Dados da Polícia Civil mostram que 12 mulheres são vítimas de violência doméstica, em Mato Grosso Sul, diariamente. Entre 1º de janeiro e ontem, foram 832 casos. A média é a mesma do ano passado, quando 4.453 agressões contra mulher ocorreram dentro de casa. Maior parte, 26,4%, em Campo Grande. Uma das vítimas é *Camila. Sete anos foram mais que suficientes para marcar a vida dela para sempre. Entre agressões verbais, físicas, psicológicas e, até mesmo, ameaças de morte, a mulher que queria apenas “paz” encontrou o “inferno”, como ela mesma relatou. Em busca de um relacionamento feliz, a costureira tentou “consertar” o marido durante os anos em que conviveu com ele. Hoje, ela vive escondida, com medo de novas agressões. “Mudei tudo na minha vida. De casa, de amigos. Tive que recomeçar para ele não
saber onde moro”.
Mais de 80% de todos os registros que chegam até a polícia, segundo especialistas, são de maridos e companheiros que violentam as esposas. O restante se refere a enteados, parentes e até filhos agressores. *Camila teve o desprazer de ser uma das que são vitimadas não apenas pelo esposo. “Desde o começo do relacionamento ele bebia muito, era alcoólatra. Daí ele quebrava tudo dentro de casa, me mantinha dentro de casa, mas não encostava a mão em mim. Mas daí os filhos dele começaram a me agredir”, contou. As agressões por parte dos enteados começaram quando ela os denunciou por maus-tratos contra o próprio pai. “Ele era vítima dos filhos e eu fui à polícia. Depois que eu procurei a delegacia, virei vítima de mais três”, lamentou, lembrando que os filhos de seu ex-marido queriam que ela retirasse a queixa que havia feito.
Aos 48 anos, *Camila está há apenas um ano longe da violência doméstica. Apesar de sofrer com agressões verbais e psicológicas desde o início do relacionamento, nos dois últimos anos de convivência é que a situação, conforme ela, “ficou mais grave”, chegando ao ponto de ser violentada fisicamente. “Eles quase me mataram”. Ela procurou ajuda no Centro de Atendimento à Mulher em Situação de Violência “Cuña Mbaretê”, onde passou a ser assistida com acompanhamento psicológico, jurídico e social. Só com esse apoio, ela conseguiu sair do ciclo de violência. Mas não foi do dia para a noite. “A medida protetiva é necessária, mas muitas vezes acaba sendo prejudicial.

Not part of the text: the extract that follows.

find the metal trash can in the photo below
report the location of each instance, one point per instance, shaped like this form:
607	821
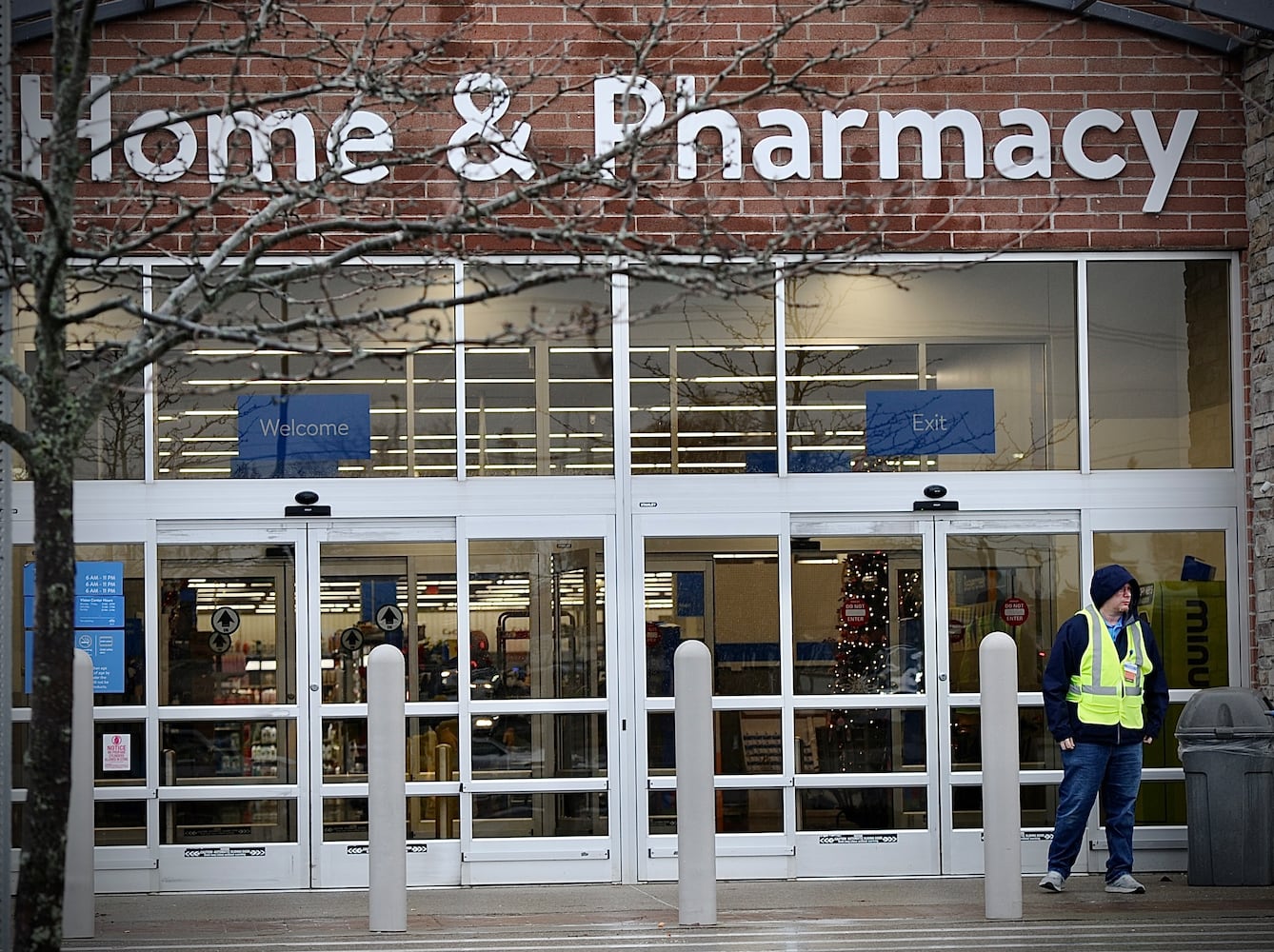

Depois que eu procurei ajuda, eu fui agredida mais cinco vezes e sofri até uma tentativa de homicídio”.
A costureira relatou que a maior parte das agressões física ocorria depois que o marido e os enteados bebiam, o que era frequente. “Eles me agrediam xingando, com faca, ferramentas, socos”, disse. Atualmente, “escondida” do ex-esposo e dos enteados, ela está “recomeçando” e vai voltar a costurar. “Eu não tinha condições psicológicas de recomeçar. Não sabia como buscar apoio. Agora já me sinto mais preparada”. Para *Camila, depois de ficar quase 20 anos sozinha, após a separação do pai de seus três filhos que moram em Minas Gerais, a carência foi um dos ingredientes que a fez “encarar” um relacionamento fadado ao fracasso. “Vivi muito tempo sozinha. E de repente a carência bate mesmo e faz você se envolver sem pensar. Porque a gente sabe quando não vai dar certo, mas a gente tenta fazer funcionar e mudar a situação. Queria sossego e paz e acabei me atirando no inferno”, ensina.
* Nome fictício. A vítima quis preservar sua identidade.